The main purpose of this file is to prove some facts about the Mahler measure of integer polynomials, in particular Northcott's Theorem for the Mahler measure.

Main results

• Polynomial.finite_mahlerMeasure_le: Northcott's Theorem: the set of integer polynomials of degree at most n and Mahler measure at most B is finite.
• Polynomial.card_mahlerMeasure_le_prod: an upper bound on the number of integer polynomials of degree at most n and Mahler measure at most B.
• Polynomial.cyclotomic_mahlerMeasure_eq_one: the Mahler measure of a cyclotomic polynomial is 1.

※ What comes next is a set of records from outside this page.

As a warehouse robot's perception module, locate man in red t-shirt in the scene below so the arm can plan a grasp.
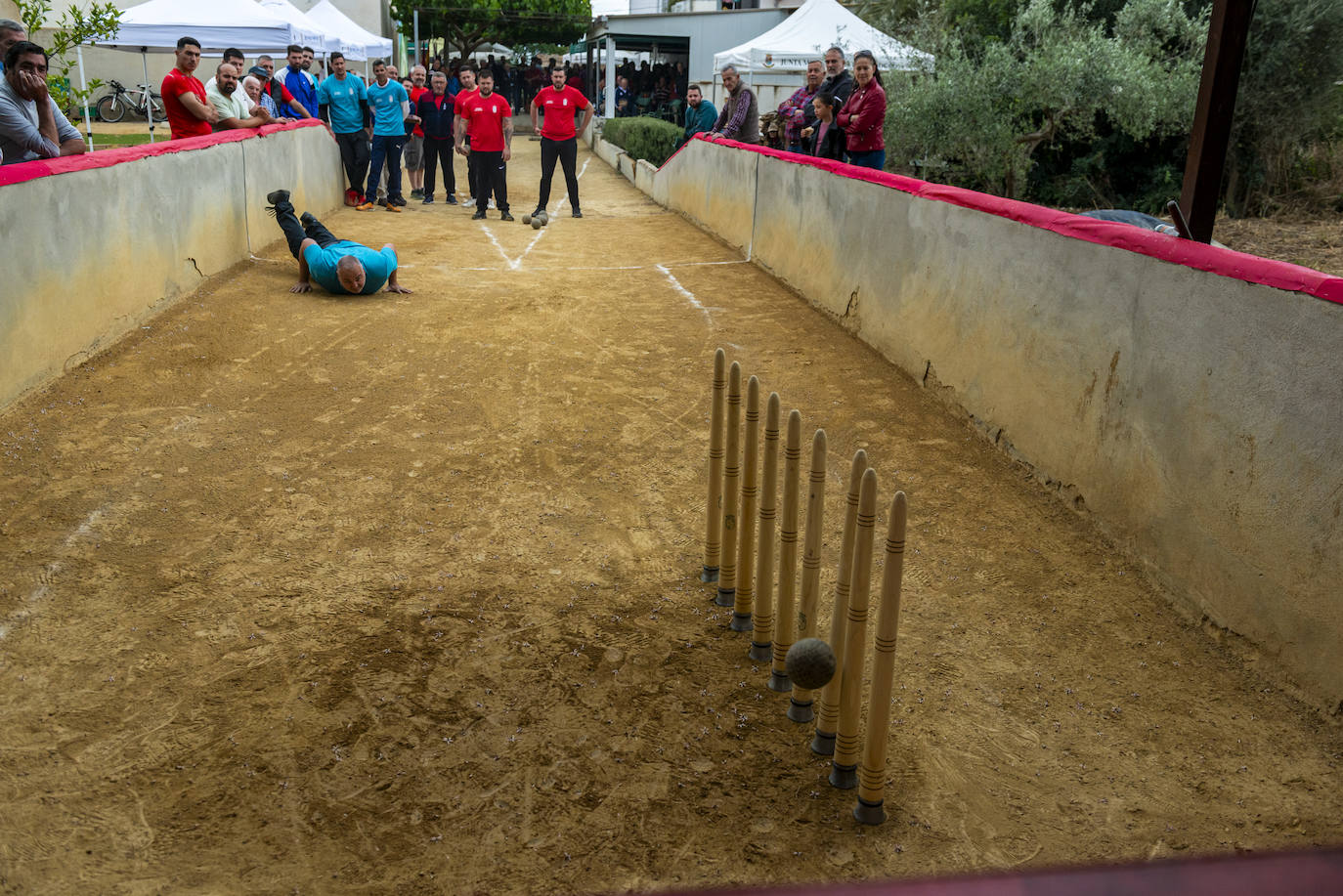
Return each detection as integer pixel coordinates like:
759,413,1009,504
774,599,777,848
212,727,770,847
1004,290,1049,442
456,68,513,220
453,64,478,201
158,37,219,140
532,67,592,218
402,65,428,198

theorem Polynomial.one_le_mahlerMeasure_of_ne_zero {p : Polynomial ℤ} (hp : p ≠ 0) : 1 ≤ (map (Int.castRingHom ℂ) p).mahlerMeasure

theorem Polynomial.card_eq_of_natDegree_le_of_coeff_le {n : ℕ} {B₁ B₂ : Fin (n + 1) → ℝ} : {p : Polynomial ℤ | p.natDegree ≤ n ∧ ∀ (i : Fin (n + 1)), B₁ i ≤ ↑(p.coeff ↑i) ∧ ↑(p.coeff ↑i) ≤ B₂ i}.ncard = ∏ i : Fin (n + 1), (⌊B₂ i⌋ - ⌈B₁ i⌉ + 1).toNat

theorem Polynomial.finite_mahlerMeasure_le (n : ℕ) (B : NNReal) : {p : Polynomial ℤ | p.natDegree ≤ n ∧ (map (Int.castRingHom ℂ) p).mahlerMeasure ≤ ↑B}.Finite

Northcott's Theorem: the set of integer polynomials of degree at most n and Mahler measure at most B is finite.

theorem Polynomial.card_mahlerMeasure_le_prod (n : ℕ) (B : NNReal) : {p : Polynomial ℤ | p.natDegree ≤ n ∧ (map (Int.castRingHom ℂ) p).mahlerMeasure ≤ ↑B}.ncard ≤ ∏ i : Fin (n + 1), (2 * ⌊↑(n.choose ↑i) * B⌋₊ + 1)

An upper bound on the number of integer polynomials of degree at most n and Mahler measure at most B.

theorem Polynomial.cyclotomic_mahlerMeasure_eq_one {R : Type u_1} [CommRing R] [Algebra R ℂ] (n : ℕ) : (map (algebraMap R ℂ) (cyclotomic n R)).mahlerMeasure = 1

The Mahler measure of a cyclotomic polynomial is 1.